Module 2 · 04 / 09
The scheduler, decoded.
A pod is just a request until the scheduler agrees. Understanding how it decides is the difference between guessing and knowing why your workload landed where it did.
When you create a pod, it does not go straight to a node. It goes into a queue. The scheduler pulls it off, runs it through two phases — filtering and scoring — and only then binds it to a node. Everything else is detail on top of those two steps.
Filtering throws out every node that cannot run the pod: not enough CPU, a taint the pod does not tolerate, a node selector that does not match. Scoring ranks whatever survives, so the pod lands on the best fit, not merely a legal one.
There are no dumb questions
“If two nodes score the same, which one wins?”

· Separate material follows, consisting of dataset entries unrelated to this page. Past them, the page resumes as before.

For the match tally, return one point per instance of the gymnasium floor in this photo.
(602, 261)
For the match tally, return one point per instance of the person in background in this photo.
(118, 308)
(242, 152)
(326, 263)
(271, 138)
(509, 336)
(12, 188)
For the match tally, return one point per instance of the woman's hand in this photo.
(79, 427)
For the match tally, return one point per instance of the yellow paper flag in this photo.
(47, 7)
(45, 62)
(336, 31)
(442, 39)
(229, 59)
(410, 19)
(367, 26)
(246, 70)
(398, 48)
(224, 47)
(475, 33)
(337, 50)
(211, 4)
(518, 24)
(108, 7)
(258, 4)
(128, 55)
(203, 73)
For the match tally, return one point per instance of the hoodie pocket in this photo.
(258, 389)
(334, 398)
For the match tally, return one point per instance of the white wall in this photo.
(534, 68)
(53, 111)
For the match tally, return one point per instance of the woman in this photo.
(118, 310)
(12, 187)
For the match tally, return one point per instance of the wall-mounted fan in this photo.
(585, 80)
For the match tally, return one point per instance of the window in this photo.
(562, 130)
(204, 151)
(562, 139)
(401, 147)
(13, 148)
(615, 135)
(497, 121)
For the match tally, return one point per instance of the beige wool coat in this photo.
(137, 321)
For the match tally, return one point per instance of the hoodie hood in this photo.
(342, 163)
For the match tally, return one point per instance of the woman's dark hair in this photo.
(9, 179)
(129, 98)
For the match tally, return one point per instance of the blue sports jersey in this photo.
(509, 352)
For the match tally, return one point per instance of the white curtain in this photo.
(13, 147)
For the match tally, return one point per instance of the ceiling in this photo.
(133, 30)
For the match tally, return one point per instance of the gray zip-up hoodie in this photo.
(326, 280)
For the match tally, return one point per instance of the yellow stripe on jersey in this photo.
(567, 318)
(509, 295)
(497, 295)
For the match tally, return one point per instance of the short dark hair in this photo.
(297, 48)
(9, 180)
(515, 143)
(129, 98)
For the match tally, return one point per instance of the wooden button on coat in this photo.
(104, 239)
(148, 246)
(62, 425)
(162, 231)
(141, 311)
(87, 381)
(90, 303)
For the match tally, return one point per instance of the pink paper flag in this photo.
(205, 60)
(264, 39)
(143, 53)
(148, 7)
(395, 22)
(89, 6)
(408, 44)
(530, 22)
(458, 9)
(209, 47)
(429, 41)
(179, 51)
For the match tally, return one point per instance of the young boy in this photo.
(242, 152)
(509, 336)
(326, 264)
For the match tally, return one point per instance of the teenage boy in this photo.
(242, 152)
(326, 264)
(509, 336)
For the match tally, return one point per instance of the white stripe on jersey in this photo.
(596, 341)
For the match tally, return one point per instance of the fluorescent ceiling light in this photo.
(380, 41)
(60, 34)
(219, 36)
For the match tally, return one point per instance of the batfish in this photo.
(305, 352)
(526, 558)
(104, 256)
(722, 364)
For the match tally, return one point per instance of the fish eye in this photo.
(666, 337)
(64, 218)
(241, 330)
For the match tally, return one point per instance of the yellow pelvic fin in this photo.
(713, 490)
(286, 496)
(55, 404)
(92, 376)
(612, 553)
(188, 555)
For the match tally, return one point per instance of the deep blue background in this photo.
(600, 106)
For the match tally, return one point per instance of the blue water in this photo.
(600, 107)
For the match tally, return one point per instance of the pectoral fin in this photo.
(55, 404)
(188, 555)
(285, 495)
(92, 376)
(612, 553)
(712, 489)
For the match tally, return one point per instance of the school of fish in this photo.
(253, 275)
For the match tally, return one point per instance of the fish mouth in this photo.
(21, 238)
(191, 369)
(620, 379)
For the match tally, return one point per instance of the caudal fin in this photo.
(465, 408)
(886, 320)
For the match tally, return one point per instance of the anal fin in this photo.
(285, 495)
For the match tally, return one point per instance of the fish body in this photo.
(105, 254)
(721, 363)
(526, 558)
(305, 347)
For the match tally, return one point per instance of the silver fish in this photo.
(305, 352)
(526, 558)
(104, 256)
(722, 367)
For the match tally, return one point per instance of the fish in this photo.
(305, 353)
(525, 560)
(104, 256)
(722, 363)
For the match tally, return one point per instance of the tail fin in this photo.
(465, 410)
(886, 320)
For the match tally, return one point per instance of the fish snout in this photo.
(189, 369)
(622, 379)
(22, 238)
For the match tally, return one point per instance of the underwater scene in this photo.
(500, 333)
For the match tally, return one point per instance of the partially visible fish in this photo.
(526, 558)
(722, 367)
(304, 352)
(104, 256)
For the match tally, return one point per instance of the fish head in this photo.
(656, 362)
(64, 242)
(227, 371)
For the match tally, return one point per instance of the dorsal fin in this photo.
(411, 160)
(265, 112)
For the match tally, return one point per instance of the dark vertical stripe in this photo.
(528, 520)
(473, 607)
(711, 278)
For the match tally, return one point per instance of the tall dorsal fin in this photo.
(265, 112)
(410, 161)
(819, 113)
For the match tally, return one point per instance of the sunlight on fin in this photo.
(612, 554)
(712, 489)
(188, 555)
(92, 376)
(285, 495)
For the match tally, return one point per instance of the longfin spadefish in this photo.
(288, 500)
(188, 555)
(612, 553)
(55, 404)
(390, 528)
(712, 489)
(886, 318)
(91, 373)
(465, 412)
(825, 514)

Ties break at random by design. If you need a pod to land somewhere specific, that is a job for affinity rules or a node selector — not for hoping the scheduler picks the same node twice.

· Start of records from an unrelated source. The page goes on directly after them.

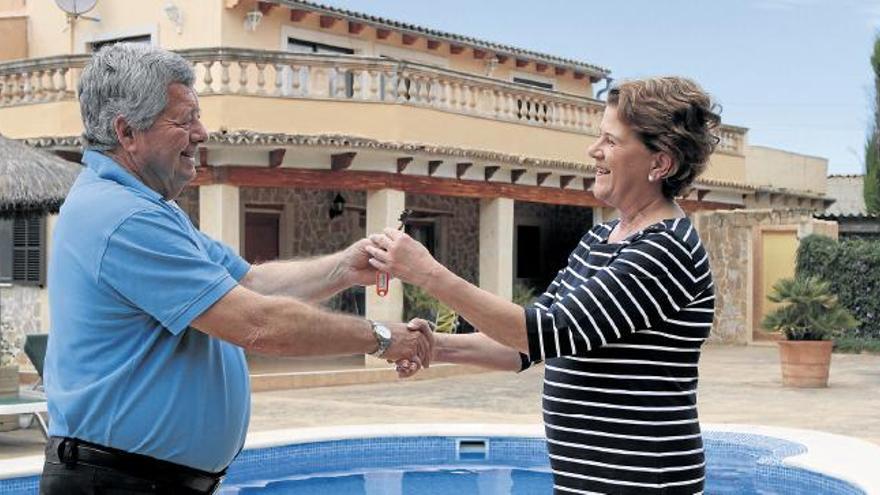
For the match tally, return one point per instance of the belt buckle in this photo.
(217, 483)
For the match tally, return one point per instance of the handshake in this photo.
(412, 346)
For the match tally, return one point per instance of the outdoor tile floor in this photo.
(738, 385)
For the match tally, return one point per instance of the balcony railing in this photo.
(233, 71)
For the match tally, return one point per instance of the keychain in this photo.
(383, 279)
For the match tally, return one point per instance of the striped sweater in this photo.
(620, 330)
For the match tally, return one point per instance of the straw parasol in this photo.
(32, 181)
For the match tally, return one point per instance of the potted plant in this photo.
(809, 317)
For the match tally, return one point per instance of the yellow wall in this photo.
(778, 168)
(201, 25)
(726, 167)
(778, 258)
(13, 33)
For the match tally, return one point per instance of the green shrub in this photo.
(852, 269)
(809, 310)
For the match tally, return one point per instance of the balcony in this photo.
(380, 98)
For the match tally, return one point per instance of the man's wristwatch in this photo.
(383, 337)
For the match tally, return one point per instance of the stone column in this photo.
(45, 316)
(383, 210)
(496, 246)
(220, 214)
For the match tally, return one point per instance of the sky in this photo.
(796, 73)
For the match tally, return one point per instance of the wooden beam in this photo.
(265, 7)
(341, 161)
(297, 15)
(402, 163)
(565, 180)
(276, 156)
(325, 180)
(516, 174)
(588, 183)
(542, 177)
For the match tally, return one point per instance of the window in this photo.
(528, 251)
(22, 250)
(424, 232)
(262, 236)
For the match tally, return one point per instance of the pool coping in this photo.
(849, 459)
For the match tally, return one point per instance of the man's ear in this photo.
(664, 165)
(124, 133)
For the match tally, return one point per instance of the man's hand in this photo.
(415, 344)
(407, 368)
(403, 257)
(353, 266)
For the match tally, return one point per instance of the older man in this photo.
(145, 371)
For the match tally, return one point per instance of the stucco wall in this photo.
(728, 236)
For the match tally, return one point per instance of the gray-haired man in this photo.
(145, 370)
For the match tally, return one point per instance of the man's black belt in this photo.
(71, 451)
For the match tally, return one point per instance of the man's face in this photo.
(164, 154)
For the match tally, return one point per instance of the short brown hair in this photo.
(673, 115)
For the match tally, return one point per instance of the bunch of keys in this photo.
(383, 279)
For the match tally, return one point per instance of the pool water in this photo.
(737, 464)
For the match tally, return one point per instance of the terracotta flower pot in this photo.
(805, 363)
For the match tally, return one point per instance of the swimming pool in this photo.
(512, 459)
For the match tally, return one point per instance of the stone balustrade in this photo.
(258, 73)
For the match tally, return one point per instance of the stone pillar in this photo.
(45, 315)
(383, 210)
(496, 246)
(220, 214)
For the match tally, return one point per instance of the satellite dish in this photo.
(76, 7)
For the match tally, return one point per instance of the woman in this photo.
(621, 326)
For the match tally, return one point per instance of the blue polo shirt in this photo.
(129, 273)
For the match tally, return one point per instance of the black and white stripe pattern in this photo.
(620, 329)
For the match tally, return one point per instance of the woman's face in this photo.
(623, 163)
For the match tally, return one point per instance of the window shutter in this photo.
(27, 250)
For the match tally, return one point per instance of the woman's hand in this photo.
(403, 257)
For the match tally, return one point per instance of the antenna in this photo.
(76, 8)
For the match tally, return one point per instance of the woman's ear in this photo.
(664, 166)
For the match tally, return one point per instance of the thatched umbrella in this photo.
(32, 181)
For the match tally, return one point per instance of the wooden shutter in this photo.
(27, 250)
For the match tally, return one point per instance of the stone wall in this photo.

Taints, tolerations, affinity
A taint is a node saying keep out unless you have a reason to be here. A toleration is the pod's reason. Node affinity is softer — a preference the scorer weighs rather than a hard gate. Reach for requiredDuringScheduling when it must hold, and the preferred variant when it is a nice-to-have.
A pod requests 2 CPU and tolerates the gpu=true taint. Node A has 1 CPU free, node B has 4 CPU and the gpu taint, node C has 3 CPU and no taint. Which node wins, and why?
Node C wins. B is filtered out only if the pod lacks the toleration — here it has it, but C is the cleaner fit and A never survives filtering. When you internalise the two-phase model, placement stops being magic.